DNA methylation-induced suppression of PRDM16 in colorectal cancer metastasis through the PPARγ/EMT pathway.

Background: PR/SET domain 16 (PRDM16) is an important transcription factor in the differentiation process of brown adipocytes, which plays an important role in maintaining the special morphological characteristics and cellular function of brown adipocytes. However, the role of PRDM16 in human colorectal cancer (CRC) is currently unknown.

Methods: Methylation sequencing, methylation-specific PCR (MSP), multiple bioinformatics analyses, Co-Immunoprecipitation (Co-IP) assay and Immunofluorescence (IF) staining, in vitro and in vivo functional experiments were performed to study the biological role of PRDM16 in CRC progression.
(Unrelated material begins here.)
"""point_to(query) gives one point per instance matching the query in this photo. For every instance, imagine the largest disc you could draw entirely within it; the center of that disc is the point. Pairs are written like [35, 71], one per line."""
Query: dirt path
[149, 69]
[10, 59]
Results: Our study found that methylation level of PRDM16 was associated with CRC and lung metastasis of CRC by DNA methylation sequencing. Furthermore, we identified methylation sites within the promoter region of PRDM16. PRDM16 expression was significantly lower in human CRC tissue samples and dramatically associated with tumor size, T stage, overall survival rates and disease-free survival rates of CRC patients. Down-regulation of PRDM16 significantly promoted proliferation, migration, and invasion of CRC cells by regulating EMT pathway in vitro and in vivo. Decitabine which was a methylate inhibitor increased PRDM16 expression and inhibited CRC progression in vitro and in vivo. Further study showed that PRDM16 interacted with PPAR γ in nucleus and upregulated its expression in CRC. PPAR γ expression was lower in CRC tissues compared with the adjacent colorectal mucosal tissues. PPAR γ suppressed CRC progression including proliferation, colony formation, migration and invasion via EMT pathway, but not affect PRDM16 expression. Decitabine treatment could reverse the biological effects caused by PPAR γ down-regulation in CRC cells.

Conclusion: Our study first shows that DNA methylation-mediated suppresser role of PRDM16 in CRC progression via PPAR γ/EMT pathway.